4.7. Sensory Evaluation of Cooked Rice

The cooked rice was evaluated using the method of GB/T 15682-2008 [33]. Eight evaluators (four male and four female) aged between 18 and 40 were selected to observe, taste, and evaluate the cooked rice, including smell, appearance structure, palatability, and taste, as well as cool rice texture, and total score.

4.8. Scanning Electron Microscopy (SEM)

The cooked rice samples were cooled to room temperature and stored in a −20 °C refrigerator. Before the experiment, the samples were placed in a freeze dryer for lyophilization. The dried samples were fixed on the sample stage with double-sided conductive glue and then sputtered with gold using a vacuum gold particle sprayer (JEC-3000FC type ion sputtering instrument, Japan Electronics Co., Ltd., Tokyo, Japan).
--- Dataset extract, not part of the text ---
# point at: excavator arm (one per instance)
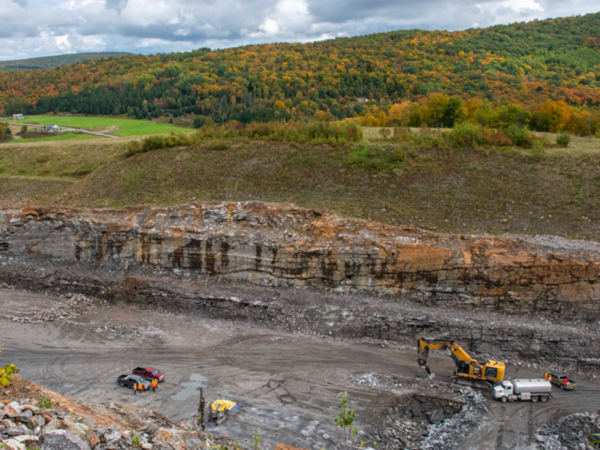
(460, 357)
The samples were then fixed on the stage of a scanning electron microscope (JSM-IT 700HR type, Japan Electronics Co., Ltd.) and observed at an accelerating voltage of 25 kV with a magnification of 100 to 2000 times.

4.9. Data Analysis

The results were statistically analyzed with SPSS software (Version 17.0, SPSS Incorporated [36]). For the control (CK) and four polydextrose-treated samples within each indica rice variety, one-way ANOVA method and Duncan’s new multiple-range test were, respectively, adopted to compare multiple and pairs of mean values. To observe the effect of the rice variety and polydextrose treatment, the General Linear Model Univariate method was chosen to compare the means by the LSD test. Statistical significance was given at p <0.05 level.